Donald Trump, a porn star named Stormy Daniels, and a publisher named David Pecker, the CEO of American Media, the company that publishes the National Enquirer, are the key characters in a history making trial. Trump’s hush money trial will be the first time that a former president faces criminal charges. The Guardian reflects that, “Trump will join the ranks of Silvio Berlusconi of Italy, Imran Khan of Pakistan, Nicolas Sarkozy of France, Luiz Inácio Lula da Silva of Brazil and Jacob Zuma of South Africa as a world leader turned criminal defendant. For the US, this is uncharted territory: even Richard Nixon, the only president to resign, was not put on trial over his role in the Watergate scandal.” There is a sense of anticipation about the trial, because many, fearful that Trump will win this November, want something, anything, to knock him off the race. This is not it. The Supreme Court has an opening to reverse the New York court.
The case is a credible threat to Trump. Trump has been charged with 34 separate counts of falsifying business records in the first degree, a felony. According to Manhattan District Attorney Alvin Bragg’s office, Trump, his then-lawyer Michael Cohen, and Pecker, conspired to make payments to Stormy Daniels to prevent her from releasing details of her sexual relationship with Trump. Trump, using the alias, David Dennison, is said to have signed a “strict contract” with Stormy Daniels, under which she agreed to keep their relationship a secret, failure to which she would pay $1 million per violation. technically, Trump could sue for defamation and other torts, but that opens him up to risks at a time when he wants to shift the focus away from the trials and present himself as a safe pair of hands. Typically, such a contract is binding. Consider, for instance, footballer Cristiano Ronaldo’s agreement with Kathryn Mayorga, who later alleged that she had been raped and that the agreement, in which she received $375,000, was to keep her silent. That case was thrown out. Courts normally uphold such contracts when money has been paid, but, given that the agreement does not have Trump’s name, and it was badly drafted and did not close the door to elements such as paternity liability. Trump’s then lawyer, Michael Cohen, was allowed to seek arbitration, but, crucially, Trump was not given this power. Furthermore, the $1 million penalties were not properly attached to reasonable damages. In short, the whole thing was a mess for Trump and that’s why he has failed to rid himself of Stormy Daniels.
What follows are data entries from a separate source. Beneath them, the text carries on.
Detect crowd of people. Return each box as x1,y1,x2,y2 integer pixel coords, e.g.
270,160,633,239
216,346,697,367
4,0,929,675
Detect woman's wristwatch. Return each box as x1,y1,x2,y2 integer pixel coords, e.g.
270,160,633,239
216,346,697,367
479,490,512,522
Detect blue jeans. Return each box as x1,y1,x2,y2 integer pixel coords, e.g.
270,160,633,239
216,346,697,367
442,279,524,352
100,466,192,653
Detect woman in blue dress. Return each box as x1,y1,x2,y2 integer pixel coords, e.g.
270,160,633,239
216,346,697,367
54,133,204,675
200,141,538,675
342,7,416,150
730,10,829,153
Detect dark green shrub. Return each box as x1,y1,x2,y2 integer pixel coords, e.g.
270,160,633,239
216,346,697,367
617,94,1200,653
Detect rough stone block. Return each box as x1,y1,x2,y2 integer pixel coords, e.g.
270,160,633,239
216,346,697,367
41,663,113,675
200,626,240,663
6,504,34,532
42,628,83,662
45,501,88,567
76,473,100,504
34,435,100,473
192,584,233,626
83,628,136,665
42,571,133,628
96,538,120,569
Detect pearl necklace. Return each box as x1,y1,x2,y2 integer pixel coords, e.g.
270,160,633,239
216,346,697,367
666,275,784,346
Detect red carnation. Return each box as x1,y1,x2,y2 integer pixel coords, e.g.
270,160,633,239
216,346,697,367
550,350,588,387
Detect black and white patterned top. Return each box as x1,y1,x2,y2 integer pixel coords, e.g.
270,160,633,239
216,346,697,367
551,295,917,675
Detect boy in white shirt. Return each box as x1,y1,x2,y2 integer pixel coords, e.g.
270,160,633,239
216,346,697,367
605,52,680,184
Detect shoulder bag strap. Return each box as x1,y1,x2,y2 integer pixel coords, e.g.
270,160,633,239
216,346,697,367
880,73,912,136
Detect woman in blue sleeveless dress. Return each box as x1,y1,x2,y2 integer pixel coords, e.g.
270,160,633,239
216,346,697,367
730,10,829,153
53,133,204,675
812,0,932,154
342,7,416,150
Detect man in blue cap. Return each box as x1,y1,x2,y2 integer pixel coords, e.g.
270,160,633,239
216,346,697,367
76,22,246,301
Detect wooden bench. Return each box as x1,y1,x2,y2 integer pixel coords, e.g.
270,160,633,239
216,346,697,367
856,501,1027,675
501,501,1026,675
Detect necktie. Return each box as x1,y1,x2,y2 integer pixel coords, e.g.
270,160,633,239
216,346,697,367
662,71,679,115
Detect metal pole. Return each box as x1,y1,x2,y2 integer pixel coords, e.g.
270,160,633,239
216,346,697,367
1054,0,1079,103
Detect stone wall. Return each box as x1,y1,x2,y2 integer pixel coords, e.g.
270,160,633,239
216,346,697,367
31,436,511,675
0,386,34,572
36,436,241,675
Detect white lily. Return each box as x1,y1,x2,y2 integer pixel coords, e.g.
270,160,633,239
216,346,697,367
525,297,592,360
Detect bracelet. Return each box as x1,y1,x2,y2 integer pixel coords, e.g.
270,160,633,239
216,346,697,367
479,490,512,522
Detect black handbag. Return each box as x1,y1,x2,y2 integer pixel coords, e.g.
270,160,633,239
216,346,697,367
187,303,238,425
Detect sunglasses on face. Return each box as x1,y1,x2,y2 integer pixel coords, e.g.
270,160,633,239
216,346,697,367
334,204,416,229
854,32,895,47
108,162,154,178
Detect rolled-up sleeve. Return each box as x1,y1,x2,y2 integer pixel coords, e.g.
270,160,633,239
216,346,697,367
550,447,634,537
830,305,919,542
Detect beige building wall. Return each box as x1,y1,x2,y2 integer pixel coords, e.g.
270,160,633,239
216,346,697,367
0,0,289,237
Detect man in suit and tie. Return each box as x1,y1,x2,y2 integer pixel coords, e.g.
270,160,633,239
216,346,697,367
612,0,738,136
Now for some cold water. Mark Pomerants, a former prosecutor in the Manhattan DA’s office, who was deeply involved in the Trump investigation, worries that the legal theory underpinning this case is untested. In his book, “The People v Donald Trump”, he points out that under New York’s felony statute, Bragg must prove that Trump falsified records in order to cover up a crime. Trump has an obvious retort: he can say he didn’t want his wife and children to know. In other words, Trump can argue that hush money payments are legal, and that it defeats the purpose of hush money payments, for him to make their true purpose known in business filings. That is a very defensible position. Now, Trump may have committed a federal crime, but nobody knows if New York can lawfully prosecute Trump for federal crimes. Pomerantz calls this a “gnarly legal question”. So far, Trump has been unable to toss out the case, or get it postponed, so, the likelihood is that Trump will have to shift to the Supreme Court.
Under the Supreme Court’s “rule of lenity”, “fair warning should be given to the world, in language that the common world will understand, of what the law intends to do if a certain line is passed.” In other words, where there is a lack of clarity about a criminal statute, its most narrow interpretation must be read, otherwise, people are not given “fair warning” that something was illegal. Although the Supreme Court is not united in its views of when this rule should be applied, this rule gives the Supreme Court cover.
If we are to beat Trump, we will have to do it at the ballot box. We cannot rely on lawyers, and the judicial system.